Analysis and Control of Microstructure in Binary Alloys

Abstract

When metallic alloys solidify, various microstructures form inside the alloys. Most solidified alloys have a polycrystalline structure, which is an assembly of crystalline grains with boundaries between any two grains. Each grain is a single crystal with a unique crystalline orientation. Many physical properties of polycrystalline alloys are determined by the arrangement of these grains and grain boundaries. During solidification of a single crystal, microstructures with even smaller microscopic lengthscales form, such as dendritic and eutectic structures. The physical properties of single crystal alloys are largely influenced by the lengthscales of these structures. Therefore, the understanding and control of microstructure formation in solidification is important in order to achieve desired properties.

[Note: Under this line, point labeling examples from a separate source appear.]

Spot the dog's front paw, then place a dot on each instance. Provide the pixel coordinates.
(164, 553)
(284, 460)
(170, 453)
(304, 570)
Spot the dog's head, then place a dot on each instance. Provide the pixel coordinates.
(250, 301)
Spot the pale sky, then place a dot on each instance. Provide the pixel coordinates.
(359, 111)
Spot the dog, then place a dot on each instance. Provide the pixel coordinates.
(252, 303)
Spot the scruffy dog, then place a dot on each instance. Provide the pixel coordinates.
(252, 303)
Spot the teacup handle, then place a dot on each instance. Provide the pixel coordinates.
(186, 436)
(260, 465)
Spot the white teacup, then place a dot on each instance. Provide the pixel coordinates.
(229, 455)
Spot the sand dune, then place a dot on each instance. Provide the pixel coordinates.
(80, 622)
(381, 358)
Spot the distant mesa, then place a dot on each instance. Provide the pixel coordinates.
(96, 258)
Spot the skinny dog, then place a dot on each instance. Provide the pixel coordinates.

Microstructures form while the system is not in equilibrium. What microstructures form is not based on minimization of free energy of the system, but depends on the dynamics of the solidification process, which is the focus of our study. We used an alloy model system, Succinonitrile-Coumarin152, to experimentally investigate dynamic selection and control of grain boundary structures and dendritic structures in binary alloys. We found that in a temperature gradient the grain boundaries drift toward the high temperature region in addition to the migration due to grain coarsening. We show how we can control grain boundary orientations by generating local temperature gradient through UV or laser heatings. We show that perturbations also permit accurate control of the microstructure within a single crystal during the directional solidification process. Dendritic patterns can be controlled either by guiding the initial formation of the pattern or by triggering subcritical transitions between stable microstructures. We also investigated the role of surface tension anisotropy on the stability of cellular/dendritic arrays using three crystals of different growth orientations with respect to the surface tension anisotropy. We found that the surface tension anisotropy affects the spacing between dendrites and stability via the surface tension perpendicular to the growth direction.